Do I need to get the key recoded?

Didn't think I would as it was a simple migration of internals into the fob and cut of a metal blank.

Thanks in advance.


----------



## Hoggy (May 8, 2002)

Hi, You need to transfer the immobiliser capsule over from the original fob.
Hoggy.


----------



## HOGG (Mar 30, 2018)

This part









Sent from my SM-G930F using Tapatalk


----------



## Rogue1992 (Jun 2, 2019)

Thanks for fast reply - is it whole plastic bit needs to go over?

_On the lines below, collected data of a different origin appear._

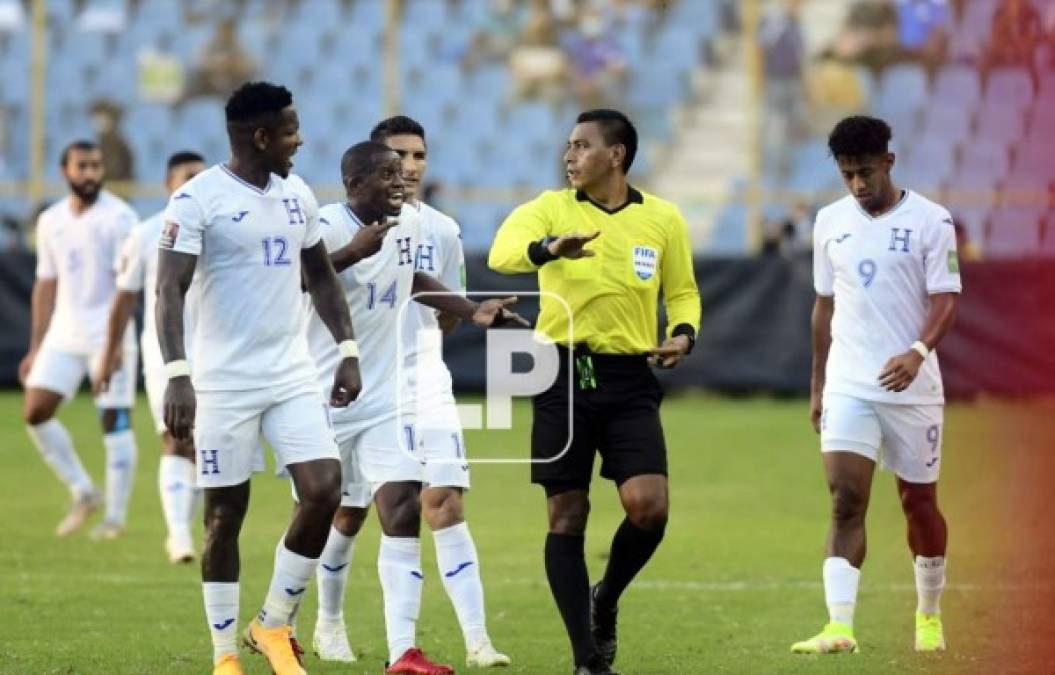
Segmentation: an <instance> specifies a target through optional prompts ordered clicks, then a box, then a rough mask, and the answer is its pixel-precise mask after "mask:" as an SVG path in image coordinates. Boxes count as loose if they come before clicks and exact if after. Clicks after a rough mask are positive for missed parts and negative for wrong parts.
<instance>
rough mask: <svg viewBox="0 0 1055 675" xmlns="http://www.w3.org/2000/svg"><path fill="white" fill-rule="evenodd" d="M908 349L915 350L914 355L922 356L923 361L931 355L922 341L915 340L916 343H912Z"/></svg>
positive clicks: (926, 346)
mask: <svg viewBox="0 0 1055 675" xmlns="http://www.w3.org/2000/svg"><path fill="white" fill-rule="evenodd" d="M910 349H914V350H916V353H918V354H919V355H921V356H923V358H924V359H926V358H927V356H929V355H931V349H929V348H928V347H927V346H926V345H924V344H923V341H922V340H917V341H916V342H914V343H913V344H912V347H910Z"/></svg>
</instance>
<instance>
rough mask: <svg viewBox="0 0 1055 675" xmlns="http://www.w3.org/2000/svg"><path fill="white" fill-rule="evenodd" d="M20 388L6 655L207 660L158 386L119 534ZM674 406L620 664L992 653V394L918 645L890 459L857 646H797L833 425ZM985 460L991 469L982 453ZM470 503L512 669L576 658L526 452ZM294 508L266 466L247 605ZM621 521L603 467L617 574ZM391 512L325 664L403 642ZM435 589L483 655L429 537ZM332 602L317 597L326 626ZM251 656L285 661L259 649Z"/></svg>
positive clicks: (477, 479)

That's the bit I was trying to replace- really old and worn and slides off the fob all the time.


----------



## HOGG (Mar 30, 2018)

That has a chip inside

Sent from my SM-G930F using Tapatalk


----------



## Hoggy (May 8, 2002)

Hi, There is a small glass capsule inside that has to be removed. (easily broken) Use solvent to soften the plastic.
Hoggy.


----------



## Rogue1992 (Jun 2, 2019)

Cheers - will give it a go


----------



## vertuphone (Jun 14, 2019)

easy to exchange... :lol: :lol: :lol:


----------



## HOGG (Mar 30, 2018)

This part only. The rest you can keep new
















Sent from my SM-G930F using Tapatalk


----------



## Rogue1992 (Jun 2, 2019)

Thanks for all the assistance, watched a YouTube vid on it and was able to transfer the RFID capsule out using some light solvent and a dental pick.
All new key fob and complete transfer of all internals achieved.
Saving I guesss a few hundred by not going to Audi. Very happy


----------



## HOGG (Mar 30, 2018)

Yep. That is exactly what I did. 
£3.49 for a complete carcass, swap internals









Sent from my SM-G930F using Tapatalk


----------